AI revolution, example 1) What is unique to human beings?
Chess used to be the pinnacle of human intelligence, until Deep Blue played against grandmaster Gary Kasparov and won in 1997. This was the moment when an AI system equipped with relatively shallow intelligence but massive computing power was able to out calculate Garry Kasparov. Deep Blue was able to play 1,000,000 moves ahead while Kasparov was probably working at about 1,000,000 moves ahead.
Then in 2016 a deep learning program beat the reigning Go champion in the world. This AI program played itself many thousands of time. It found all the rules by playing itself. It played so many times, so many more games than any of us could ever play it eventually got better than any human being.
There is something systematic going on here. We are taking people who are extremely highly trained and then the AI system is able to beat them at their own profession.
AI revolution, example 2) Is selling to people a predictive process?
Standford University looked at repetitive work in the domain of sales, specifically online, inbound sales. The study looked at how consumers would land on the websites of multiple fortune 500 companies, inquire about the product and the sales agent’s job is to convince them to purchase. It turns out if you look at sales agents, about 1 in 4 are really good and the others are fair to bad. The team monitored the sales agents for one month to discover what lead to a sale or non-sale. By examining the successful transactions, the team could program an AI to deliver a ‘next best action’ recommendation. Over time with many data points the system continued to improve, transforming itself into a ‘salesperson’s best adviser’ and turn every salesperson into a superstar performer.
Over about a six months period, we were able to triple the sales conversion of the team, which is a very significant outcome for this type of technology.
AI revolution, example 3) Will dermatologists be trusted with initial skin cancer diagnosis in the future?
We asked the question, can we learn from these highly skilled people? Dermatology is a highly repetitive job when examining for skin cancers. Our research team compiled 129,000 images of about 2,000 different skin conditions. From lesions and rashes to melanomas and carcinomas. After the AI was trained on all of these images as to what was cancerous or not, the system developed its own set of rules of what was predictive or not when it came to the size, color, look of the skin spot. The team then gave the same image to 21 dermatologists. The AI was by far the most accurate with only a handful of real dermatologists getting close in terms of accuracy, but what was quite disturbing was the vast distribution of diagnoses for the skin cancers. Some doctors where asking patients to have every spot removed while others almost none.

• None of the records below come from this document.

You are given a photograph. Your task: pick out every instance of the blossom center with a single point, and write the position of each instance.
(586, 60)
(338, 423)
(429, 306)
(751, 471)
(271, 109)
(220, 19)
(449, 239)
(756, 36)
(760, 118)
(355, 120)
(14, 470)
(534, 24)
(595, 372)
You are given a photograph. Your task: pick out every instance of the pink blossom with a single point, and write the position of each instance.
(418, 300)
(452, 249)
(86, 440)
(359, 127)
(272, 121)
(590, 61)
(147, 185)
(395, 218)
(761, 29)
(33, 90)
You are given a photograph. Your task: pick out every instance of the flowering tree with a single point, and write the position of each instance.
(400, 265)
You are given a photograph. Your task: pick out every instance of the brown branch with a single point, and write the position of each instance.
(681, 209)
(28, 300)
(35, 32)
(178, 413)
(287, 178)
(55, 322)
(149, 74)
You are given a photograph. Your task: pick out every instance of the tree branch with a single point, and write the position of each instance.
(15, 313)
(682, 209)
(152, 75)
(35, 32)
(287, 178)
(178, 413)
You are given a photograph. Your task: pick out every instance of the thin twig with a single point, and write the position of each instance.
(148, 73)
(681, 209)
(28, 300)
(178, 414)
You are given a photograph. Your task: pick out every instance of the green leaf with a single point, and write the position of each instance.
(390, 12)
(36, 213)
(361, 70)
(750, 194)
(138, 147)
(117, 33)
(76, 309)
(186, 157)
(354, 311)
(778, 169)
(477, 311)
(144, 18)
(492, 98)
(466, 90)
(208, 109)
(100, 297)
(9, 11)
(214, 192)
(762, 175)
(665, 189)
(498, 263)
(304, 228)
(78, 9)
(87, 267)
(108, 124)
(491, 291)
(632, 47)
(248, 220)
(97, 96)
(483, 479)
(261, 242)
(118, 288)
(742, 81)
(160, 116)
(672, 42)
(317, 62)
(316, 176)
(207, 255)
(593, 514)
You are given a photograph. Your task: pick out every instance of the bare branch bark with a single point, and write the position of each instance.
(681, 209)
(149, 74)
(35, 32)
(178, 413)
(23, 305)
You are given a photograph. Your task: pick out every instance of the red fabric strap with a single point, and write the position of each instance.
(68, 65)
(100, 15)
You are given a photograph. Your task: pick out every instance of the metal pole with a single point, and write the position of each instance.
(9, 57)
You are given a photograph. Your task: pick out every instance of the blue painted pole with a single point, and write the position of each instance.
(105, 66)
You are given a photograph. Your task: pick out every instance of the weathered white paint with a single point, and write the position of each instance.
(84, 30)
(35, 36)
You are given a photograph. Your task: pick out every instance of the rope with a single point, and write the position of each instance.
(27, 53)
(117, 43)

AI revolution, example 4) Will deep learning will help cars to drive themselves?
We can code the driving angle necessary for the steering wheel of a car to follow the road, but AI can actually learn to do this for itself. We recently had a team of students test AI technology reading camera images, who then used it along with radar to build a self-driving car. The team recently tested the technology with the car driving a surface street from Mountain View to San Francisco successfully.
This is not about replacement, it is about empowerment
“The way I see it this is not about replacement it is about empowerment. Just as much as the steam engine has empowered our muscles, the car, the airplane. We can now run faster than we could ever run before. Just as much as the telephone, and television and the smartphone has empowered our voice, we can now talk thousands of miles apart, said Thrun. “With AI, we will now be able to empower our brain and become experts in seconds in anything we do…..I see this as a positive. People have so much value and creative power, they can now be liberated from repetitive and boring work.”